The is the story of Mr Dean Finkle
Who got into trouble when he needed a tinkle.
He set off for a walk from The Old Cow And Bull
When he suddenly he realised his bladder was full.
Was he concerned? No he was not.
Even in this popular rambling spot.
What people don't see, people don't mind.
He just needed a tree he could wee right behind.
But he was caught in a new planted spinney
And all of the trees were weedy and skinny.
Were there lots of thick bushes to conceal him round here?
No. The undergrowth was gone, all eaten by deer.
Was a burst kidney to be his ultimate fate?
Where could a man safely urinate?
Lucky for him he found a parked up Land Rover.
He could widdle behind that, his problem was over.
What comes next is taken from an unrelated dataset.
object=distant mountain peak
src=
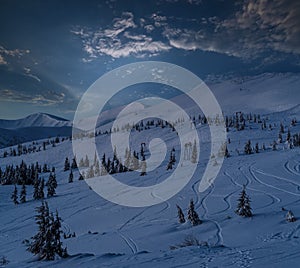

He took out his winkle and relief filled his head.
His pee was mid stream when away the car sped
Leaving him there for the world all to see.
Or in this case The Arch Bishop Of Canterbury.
Plus 12 nuns who also were also out on a hike,
The Lady Mayoress who was riding her bike,
A picnicking family who must have been townies,
A whole camping field of quite surprised brownies,
2 ageing spinsters respectably dressed,
And a well endowed donkey who wasn't impressed.
Mr Dean Finkle now felt rather silly
With all of these people who could now see his willy.
The scene was one that was quite unprecedented
And Mr Dean Finkle was quickly arrested.
You're bound to remember this story no doubt
So make sure that you go before you go out.